Thank you for the suggestion. I've implemented the SSL support in the LDAP Processor. Let me you if you would like a patch, and I'll send you the new JAR file by email.
Julien
Damon Rand wrote:
Hi guys,
I have just spent two days getting Tomcat JNDIRealm authentication working against our Novell DNS LDAP directory server over SSL. So while it is all fresh in my head, here is how to enable SSL support in the OXF LDAP processor too. ;-)
The reason we need to do this is that Novell LDAP says this by default with the OXF LDAP processor out of the box:
javax.naming.AuthenticationNotSupportedException: [LDAP: error code 8 - This LDAP server does not accept cleartext passwords]
A) Tomcat 4.1.24
1. Our LDAP server uses a self-signed cert. So... Import the rootcert for the CA into the Java trusted store.. (Default password is 'changeit' ) %JAVA_HOME%\bin\keytool -import -alias rootcertalias -v -noprompt -keystore %JAVA_HOME%\jre\lib\security\cacerts -file ./RootCert.der
2. Add the appropriate <security-constraint> elements to the web.xml. This is the same as non-SSL LDAP.

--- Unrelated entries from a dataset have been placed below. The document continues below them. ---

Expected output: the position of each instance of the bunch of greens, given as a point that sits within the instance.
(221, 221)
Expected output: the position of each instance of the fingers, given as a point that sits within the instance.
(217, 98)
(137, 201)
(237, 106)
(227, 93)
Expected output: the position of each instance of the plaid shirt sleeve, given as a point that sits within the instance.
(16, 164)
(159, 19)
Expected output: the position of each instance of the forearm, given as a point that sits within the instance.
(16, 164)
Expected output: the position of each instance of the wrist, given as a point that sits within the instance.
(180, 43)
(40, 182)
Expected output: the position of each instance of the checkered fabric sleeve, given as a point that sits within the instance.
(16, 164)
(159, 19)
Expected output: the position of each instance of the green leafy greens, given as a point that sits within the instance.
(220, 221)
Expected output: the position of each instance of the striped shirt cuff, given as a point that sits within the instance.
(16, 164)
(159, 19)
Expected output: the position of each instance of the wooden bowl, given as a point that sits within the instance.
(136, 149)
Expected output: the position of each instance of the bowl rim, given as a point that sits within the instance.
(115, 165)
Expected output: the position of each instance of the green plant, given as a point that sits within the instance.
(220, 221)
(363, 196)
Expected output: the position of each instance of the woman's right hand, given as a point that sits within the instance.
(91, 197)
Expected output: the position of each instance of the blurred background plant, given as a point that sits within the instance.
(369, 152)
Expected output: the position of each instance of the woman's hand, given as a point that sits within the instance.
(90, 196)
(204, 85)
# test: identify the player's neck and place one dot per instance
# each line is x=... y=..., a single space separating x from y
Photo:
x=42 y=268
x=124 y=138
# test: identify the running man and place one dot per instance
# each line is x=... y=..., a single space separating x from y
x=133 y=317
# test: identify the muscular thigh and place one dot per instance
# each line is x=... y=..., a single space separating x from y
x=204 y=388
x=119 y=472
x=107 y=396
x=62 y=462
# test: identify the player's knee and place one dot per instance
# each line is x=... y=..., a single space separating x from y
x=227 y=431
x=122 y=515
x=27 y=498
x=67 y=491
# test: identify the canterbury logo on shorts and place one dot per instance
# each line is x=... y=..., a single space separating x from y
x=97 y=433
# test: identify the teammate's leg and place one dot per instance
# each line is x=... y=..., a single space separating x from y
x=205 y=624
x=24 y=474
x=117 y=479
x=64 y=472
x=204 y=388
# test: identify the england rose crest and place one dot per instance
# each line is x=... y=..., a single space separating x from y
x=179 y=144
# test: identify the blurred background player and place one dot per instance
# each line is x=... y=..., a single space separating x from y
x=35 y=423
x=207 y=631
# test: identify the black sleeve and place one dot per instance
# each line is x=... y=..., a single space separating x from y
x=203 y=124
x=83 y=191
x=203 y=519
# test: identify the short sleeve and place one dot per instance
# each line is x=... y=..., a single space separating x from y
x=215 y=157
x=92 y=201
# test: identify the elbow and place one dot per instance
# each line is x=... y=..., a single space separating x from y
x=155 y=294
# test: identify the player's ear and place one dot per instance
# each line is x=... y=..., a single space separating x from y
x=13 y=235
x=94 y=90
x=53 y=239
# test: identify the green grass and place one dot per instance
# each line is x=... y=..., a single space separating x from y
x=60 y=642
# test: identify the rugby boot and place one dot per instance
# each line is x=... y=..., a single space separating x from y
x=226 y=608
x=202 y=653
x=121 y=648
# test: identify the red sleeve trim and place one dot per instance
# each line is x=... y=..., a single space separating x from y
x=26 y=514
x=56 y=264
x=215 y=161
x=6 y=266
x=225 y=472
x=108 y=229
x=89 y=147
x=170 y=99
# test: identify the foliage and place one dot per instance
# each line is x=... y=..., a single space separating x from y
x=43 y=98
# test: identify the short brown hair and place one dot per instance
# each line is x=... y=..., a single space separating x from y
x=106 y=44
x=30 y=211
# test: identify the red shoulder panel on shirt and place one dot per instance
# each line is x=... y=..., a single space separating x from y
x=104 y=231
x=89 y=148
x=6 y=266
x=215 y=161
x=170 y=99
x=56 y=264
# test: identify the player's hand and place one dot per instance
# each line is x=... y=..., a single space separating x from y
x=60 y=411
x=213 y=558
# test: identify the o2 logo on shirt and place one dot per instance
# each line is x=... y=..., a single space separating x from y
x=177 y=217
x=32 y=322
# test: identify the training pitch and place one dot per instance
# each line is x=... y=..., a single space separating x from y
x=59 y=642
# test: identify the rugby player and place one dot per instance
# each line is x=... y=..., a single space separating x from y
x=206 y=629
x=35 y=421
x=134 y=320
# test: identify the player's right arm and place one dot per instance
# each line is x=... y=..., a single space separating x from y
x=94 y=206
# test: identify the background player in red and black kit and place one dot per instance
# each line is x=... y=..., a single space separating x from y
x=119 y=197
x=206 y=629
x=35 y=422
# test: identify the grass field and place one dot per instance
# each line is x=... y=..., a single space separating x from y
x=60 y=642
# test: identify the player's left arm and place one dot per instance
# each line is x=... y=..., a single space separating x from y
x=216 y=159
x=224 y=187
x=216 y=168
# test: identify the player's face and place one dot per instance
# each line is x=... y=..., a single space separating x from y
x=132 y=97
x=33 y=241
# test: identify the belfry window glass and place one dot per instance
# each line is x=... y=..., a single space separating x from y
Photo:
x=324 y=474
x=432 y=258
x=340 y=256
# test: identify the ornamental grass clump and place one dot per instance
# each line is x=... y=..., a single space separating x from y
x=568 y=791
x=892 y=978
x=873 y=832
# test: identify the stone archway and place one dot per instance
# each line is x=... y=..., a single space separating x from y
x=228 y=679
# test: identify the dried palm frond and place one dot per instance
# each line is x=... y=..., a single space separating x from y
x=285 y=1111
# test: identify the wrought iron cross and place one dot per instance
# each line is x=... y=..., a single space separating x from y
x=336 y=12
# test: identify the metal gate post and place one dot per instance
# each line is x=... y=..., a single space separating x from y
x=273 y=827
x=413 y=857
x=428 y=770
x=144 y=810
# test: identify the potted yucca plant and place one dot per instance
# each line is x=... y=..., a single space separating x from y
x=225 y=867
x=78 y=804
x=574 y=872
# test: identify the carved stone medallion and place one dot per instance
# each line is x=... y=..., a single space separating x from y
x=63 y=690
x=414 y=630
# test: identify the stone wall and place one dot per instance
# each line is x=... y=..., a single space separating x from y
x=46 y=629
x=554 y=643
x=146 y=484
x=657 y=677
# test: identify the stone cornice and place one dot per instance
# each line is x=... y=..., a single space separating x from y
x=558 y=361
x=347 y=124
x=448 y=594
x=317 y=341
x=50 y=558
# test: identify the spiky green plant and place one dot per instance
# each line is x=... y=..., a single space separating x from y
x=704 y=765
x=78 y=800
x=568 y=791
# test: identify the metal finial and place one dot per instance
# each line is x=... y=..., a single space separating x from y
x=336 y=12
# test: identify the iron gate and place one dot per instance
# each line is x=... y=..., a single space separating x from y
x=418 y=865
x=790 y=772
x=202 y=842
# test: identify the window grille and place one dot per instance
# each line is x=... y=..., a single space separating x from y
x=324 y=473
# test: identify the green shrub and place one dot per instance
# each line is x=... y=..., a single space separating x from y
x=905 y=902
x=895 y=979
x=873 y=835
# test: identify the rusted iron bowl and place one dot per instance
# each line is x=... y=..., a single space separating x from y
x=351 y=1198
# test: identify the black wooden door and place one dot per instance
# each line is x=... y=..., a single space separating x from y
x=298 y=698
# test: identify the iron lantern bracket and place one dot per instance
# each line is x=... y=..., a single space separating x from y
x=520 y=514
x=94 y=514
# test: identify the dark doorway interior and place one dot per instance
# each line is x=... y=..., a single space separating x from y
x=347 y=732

3. Add a valve to your Tomcat application context. Ours looks like.
<Realm className="org.apache.catalina.realm.JNDIRealm" debug="99" connectionURL="ldap://192.168.1.1:636"; userPattern="cn={0},ou=Users,ou=OU,o=ORG" protocol="ssl" />
If correctly set up you will see this in the access log.
2003-10-22 18:03:09 JNDIRealm[/dev/oxfsandbox]: Connecting to URL ldap://192.168.1.1:636
Note the use of protocol="ssl". This is used in the open method in the JNDIRealm.java class in Tomcat.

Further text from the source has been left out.